Sammy Kershaw chronology
| Christmas Time's A-Comin' (1994) | The Hits Chapter 1 (1995) | Politics, Religion and Her (1996) |

= The Hits Chapter 1 (Sammy Kershaw album) =

The Hits Chapter 1 is the first greatest hits album released by American country music artist Sammy Kershaw. It was issued in 1995 (see 1995 in country music) on the Mercury Records label. The album comprises the ten greatest hits from his first three studio albums: four each from 1991's Don't Go Near the Water and 1993's Haunted Heart, plus two more from 1994's Feelin' Good Train. Also included are "Still Lovin' You" (the third track from Haunted Heart, never released as a single) and the new track "Your Tattoo", which was released as a single in 1995 and peaked at #47 on the country charts.
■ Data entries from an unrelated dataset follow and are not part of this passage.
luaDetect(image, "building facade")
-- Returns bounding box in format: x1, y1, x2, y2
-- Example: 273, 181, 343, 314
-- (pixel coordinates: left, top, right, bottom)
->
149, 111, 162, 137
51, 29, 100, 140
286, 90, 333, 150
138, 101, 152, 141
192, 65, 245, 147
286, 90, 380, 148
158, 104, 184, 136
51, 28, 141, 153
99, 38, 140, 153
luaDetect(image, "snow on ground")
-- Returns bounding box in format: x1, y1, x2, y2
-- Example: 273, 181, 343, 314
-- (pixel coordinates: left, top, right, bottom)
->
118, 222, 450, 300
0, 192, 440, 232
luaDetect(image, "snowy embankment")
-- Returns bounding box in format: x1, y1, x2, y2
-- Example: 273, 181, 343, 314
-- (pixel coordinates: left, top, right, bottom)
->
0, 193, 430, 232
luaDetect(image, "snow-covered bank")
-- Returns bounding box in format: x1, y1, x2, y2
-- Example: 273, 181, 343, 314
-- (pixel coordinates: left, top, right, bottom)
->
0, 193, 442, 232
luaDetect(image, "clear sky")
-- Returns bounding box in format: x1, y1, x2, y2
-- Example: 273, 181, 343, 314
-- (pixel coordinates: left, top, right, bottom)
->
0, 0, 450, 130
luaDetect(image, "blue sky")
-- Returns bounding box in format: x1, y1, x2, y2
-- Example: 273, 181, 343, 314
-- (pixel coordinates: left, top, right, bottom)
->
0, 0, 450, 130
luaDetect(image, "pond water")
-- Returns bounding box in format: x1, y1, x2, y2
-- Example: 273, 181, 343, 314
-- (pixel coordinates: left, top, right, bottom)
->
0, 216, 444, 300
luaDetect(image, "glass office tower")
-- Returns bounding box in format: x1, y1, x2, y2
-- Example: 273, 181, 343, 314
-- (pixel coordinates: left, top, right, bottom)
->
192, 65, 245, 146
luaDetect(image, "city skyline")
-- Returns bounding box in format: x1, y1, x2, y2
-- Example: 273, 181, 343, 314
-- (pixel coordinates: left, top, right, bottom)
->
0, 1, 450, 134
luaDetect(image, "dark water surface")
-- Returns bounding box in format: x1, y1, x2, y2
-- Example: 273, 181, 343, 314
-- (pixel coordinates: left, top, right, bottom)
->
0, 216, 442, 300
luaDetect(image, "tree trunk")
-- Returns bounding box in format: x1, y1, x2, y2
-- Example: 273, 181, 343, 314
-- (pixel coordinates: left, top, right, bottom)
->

The Hits Chapter 1 earned a gold certification from the RIAA for shipping 500,000 copies in the United States on September 8, 1997.

Professional ratings
Review scores
| Source | Rating |
| AllMusic |  |

==Track listing==

| No. | Title | Writer(s) | Length |
|---|---|---|---|
| 1. | "Cadillac Style" | Mark Petersen | 2:54 |
| 2. | "Don't Go Near the Water" | Chapin Hartford, Jim Foster | 3:04 |
| 3. | "Yard Sale" | Larry Bastian, DeWayne Blackwell | 3:28 |
| 4. | "Anywhere but Here" | Buddy Cannon, John Scott Sherrill, Bob DiPiero | 2:29 |
| 5. | "She Don't Know She's Beautiful" | Bob McDill, Paul Harrison | 2:54 |
| 6. | "Haunted Heart" | Buddy Brock, Kim Williams | 2:46 |
| 7. | "Queen of My Double Wide Trailer" | Dennis Linde | 3:31 |
| 8. | "I Can't Reach Her Anymore" | Petersen, Bruce Theien | 3:09 |
| 9. | "National Working Woman's Holiday" | Roger Murrah, Pat Terry, James Dean Hicks | 3:21 |
| 10. | "Third Rate Romance" | Russell Smith | 3:21 |
| 11. | "Your Tattoo" | Kostas, Jack Tempchin | 2:22 |
| 12. | "Still Lovin' You" | Rock Killough | 4:05 |

==Charts==

| Chart (1995) | Peak position |
|---|---|
| U.S. Billboard 200 | 131 |
| U.S. Billboard Top Country Albums | 19 |

==Certification==

| Region | Certification | Certified units/sales |
| United States (RIAA) | Gold | 500,000^{^} |
^{^} Shipments figures based on certification alone.